И не успел он снять с носа очки, как тут же выронил их в траву и воскликнул:
— Я придумал! Дорогой коллега, его надо съесть! Извольте-ка потрудиться и снять очки с вашего почтенного носа.
Тут Касперле вслед за Хинцельмейером тоже снял очки и, внимательно осмотрев камень со всех сторон, сказал:
— Сие есть так называемый сыр, черствый как подошва, и его надо с божьей помощью съесть. Угощайтесь, дорогой коллега!
И вот оба вытащили карманные ножи и принялись бодро расправляться с сыром. Крагириус тоже прилетел и, подобрав брошенные очки, утвердил их на своем клюве, а затем и сам подсел к едокам и стал подбирать остатки.
— Не знаю, что со мной делается, — сказал Хинцельмейер, покончив с сыром. — Но только я испытываю непередаваемое состояние духа, из чего следует, что я заметно приблизился к философскому камню.
— Ах, досточтимый коллега, — ответил ему Касперле, — вы высказали и мои сокровенные чувства. Так давайте же не мешкая продолжим наши странствия.
С этими словами они обнялись; Касперле отправился на запад, а Хинцельмейер — на восток, а над его головою летел Крагириус, нацепивший себе на клюв очки.
И он всё бродил по свету, побывал и там и сям, исходил землю вдоль и поперек, и спина у него согнулась, волосы поседели, резвы ноженьки стали спотыкаться. Много стран прошел он со своим посохом, а философского камня всё не мог найти. И вот минуло ещё девять лет. Однажды вечером он опять пришел в гостиницу, собираясь там переночевать. Крагириус, как всегда, протер свои очки и поскакал на кухню выклянчивать ужин. Хинцельмейер вошел в зал и поставил свой посох за печкой, а сам тихо опустился в кресло, чтобы дать отдых усталому телу. Хозяин поставил перед ним кружку с вином и добродушно заговорил:
— Видно, вы очень утомились, сударь, вот попейте вина, оно придаст вам силы.

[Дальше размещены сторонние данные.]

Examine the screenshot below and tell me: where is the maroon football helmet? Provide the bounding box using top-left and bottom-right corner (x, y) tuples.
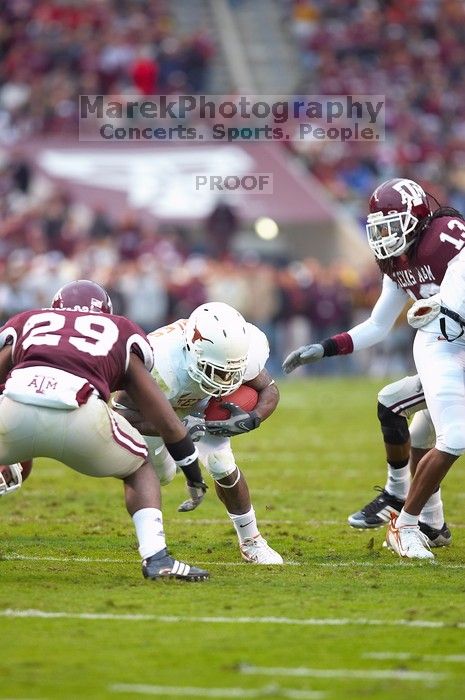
(52, 280), (113, 314)
(366, 178), (432, 260)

— Да, — сказал Хинцельмейер и взял кружку обеими руками, — я очень устал; я долго странствовал, очень долго.
Затем он смежил веки и с жадностью припал к кружке.

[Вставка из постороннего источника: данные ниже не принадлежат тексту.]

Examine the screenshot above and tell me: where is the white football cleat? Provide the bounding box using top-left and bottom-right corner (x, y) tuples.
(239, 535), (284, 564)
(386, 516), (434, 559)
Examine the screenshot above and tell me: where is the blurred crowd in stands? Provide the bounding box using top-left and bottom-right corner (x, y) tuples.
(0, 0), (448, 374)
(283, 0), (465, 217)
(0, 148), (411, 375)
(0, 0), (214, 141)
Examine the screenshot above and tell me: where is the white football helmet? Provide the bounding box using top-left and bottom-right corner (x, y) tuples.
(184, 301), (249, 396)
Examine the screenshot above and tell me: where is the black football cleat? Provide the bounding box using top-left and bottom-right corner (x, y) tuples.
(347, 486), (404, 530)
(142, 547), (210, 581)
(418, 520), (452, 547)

— Если вы хозяин этой птицы, то, значит, это про вас у меня спрашивали, — сказал хозяин. — Как вас зовут, сударь?
— Меня зовут Хинцельмейер.
— Так, значит, с вашим внуком, супругом прекрасной госпожи Абель, я хорошо знаком.
— Это мой отец, — сказал Хинцельмейер, — а прекрасная госпожа Абель — моя матушка.
Хозяин пожал плечами и отошел за стойку, про себя он подумал: «Бедный старичок совсем в детство впал».
Хинцельмейер свесил голову на грудь и спросил, кто это о нем справлялся.
— Просто какая-то бедная девушка, — ответил хозяин. — Она была одета в белое платье и пришла босая.
Хинцельмейер улыбнулся при этих словах и тихо молвил:
— Это была дева розового сада; значит, скоро всё будет хорошо. Куда же она пошла?
— Наверно, это была цветочница, — сказал хозяин. — Если вы хотите её повидать, то легко разыщете на каком-нибудь углу.
— Мне надо сначала соснуть, — сказал Хинцельмейер. — Отведите мне комнату, а как петух пропоет, тогда и разбудите.
Хозяин отвел Хинцельмейеру комнату, и тот лег спать. Ему приснилась красавица матушка; он заулыбался, и она что-то говорила ему во сне. Тут через открытое окно в спальню влетел Крагириус и уселся над изголовьем. Ворон расправил черные перья, снял лапой очки с клюва и, замерев на одной ноге, стал следить за спящим Хинцельмейером. А тот досматривал свой сон, красавица матушка как раз говорила ему: «Не забудь розу!» Хинцельмейер кивнул ей во сне головой; а ворон распустил когти и сбросил ему на нос очки.